Ararad
- Full name: Ararad Sports Association
- Founded: 1969; 56 years ago
- Website: http://www.araradsa.org/

= Ararad SA =

Lebanese football club

Ararad Sports Association (جمعية ارارات الرياضيه; Արարատ Մարզական Միութիւն; Արարատ Մարզական Միություն) is a Lebanese-Armenian sports and cultural organization. Established in 1969, the club is considered a continuation of the Lebanese-Armenian club Pagramian. Although the club has sympathizers from various circles, it is regarded as an association with left-wing leanings.

== History ==
After Pagramian had been closed by the Lebanese government in 1960 for its affiliation with the Lebanese Communist Party, Ararad Sports Association was set up to fill the void in 1969.

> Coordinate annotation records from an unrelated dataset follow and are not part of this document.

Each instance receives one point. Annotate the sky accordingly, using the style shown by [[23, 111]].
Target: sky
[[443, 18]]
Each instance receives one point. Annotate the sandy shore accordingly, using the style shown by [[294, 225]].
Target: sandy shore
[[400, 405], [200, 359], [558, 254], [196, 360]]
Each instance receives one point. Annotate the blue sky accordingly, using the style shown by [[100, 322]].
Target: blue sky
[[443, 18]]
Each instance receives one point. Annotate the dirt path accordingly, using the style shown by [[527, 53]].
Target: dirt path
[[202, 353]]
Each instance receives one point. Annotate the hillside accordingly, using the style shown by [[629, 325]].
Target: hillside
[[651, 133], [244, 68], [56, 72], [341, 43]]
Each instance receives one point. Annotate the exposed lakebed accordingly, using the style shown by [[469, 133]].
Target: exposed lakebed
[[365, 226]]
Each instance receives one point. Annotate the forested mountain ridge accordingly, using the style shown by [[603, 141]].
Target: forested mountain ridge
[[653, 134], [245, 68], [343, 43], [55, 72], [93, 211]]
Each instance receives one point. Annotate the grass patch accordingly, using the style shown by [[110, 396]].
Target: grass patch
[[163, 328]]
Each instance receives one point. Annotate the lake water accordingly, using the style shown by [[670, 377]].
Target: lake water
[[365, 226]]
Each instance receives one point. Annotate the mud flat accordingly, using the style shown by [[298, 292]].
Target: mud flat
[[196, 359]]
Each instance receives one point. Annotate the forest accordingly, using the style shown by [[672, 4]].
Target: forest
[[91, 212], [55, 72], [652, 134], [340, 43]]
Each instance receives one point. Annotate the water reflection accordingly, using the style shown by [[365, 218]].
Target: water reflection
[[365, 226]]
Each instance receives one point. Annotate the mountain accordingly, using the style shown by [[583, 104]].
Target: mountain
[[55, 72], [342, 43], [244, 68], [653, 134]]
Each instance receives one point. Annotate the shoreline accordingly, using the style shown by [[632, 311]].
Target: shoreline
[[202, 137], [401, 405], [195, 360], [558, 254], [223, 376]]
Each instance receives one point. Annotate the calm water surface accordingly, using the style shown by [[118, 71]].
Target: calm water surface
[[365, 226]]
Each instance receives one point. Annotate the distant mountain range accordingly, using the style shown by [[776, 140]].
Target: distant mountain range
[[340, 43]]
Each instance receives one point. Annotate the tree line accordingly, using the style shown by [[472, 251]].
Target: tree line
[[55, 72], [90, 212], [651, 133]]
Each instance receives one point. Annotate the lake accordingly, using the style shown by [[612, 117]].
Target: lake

In 1976, at the height of the Lebanese Civil War, the extreme right-wing Phalangist Party (Kataeb) militia confiscated the locale of the association for its political leanings; this put a halt to the club's activities. The president of the association, Simon Kazandjian, was killed along with a relative, Kevork Kazandjian.

With the establishment of more peaceful conditions in Lebanon, Ararad Sports Association regrouped in 1988 forming a new administrative committee. The club also launched their football team that played in Lebanese Third Division.

In 1996, the club restored its right to repossess its confiscated locale after negotiations with the Phalangist party leaders. The club also found support from Lebanese Prime Minister Rafic Hariri, who also contributed funds allowing the club to purchase the locale. The opening ceremony event of the revamped club was also sponsored by Hariri himself.

On 4 June 2009, Ararad formed their chess division. On 21 June 2012, they disbanded their football team.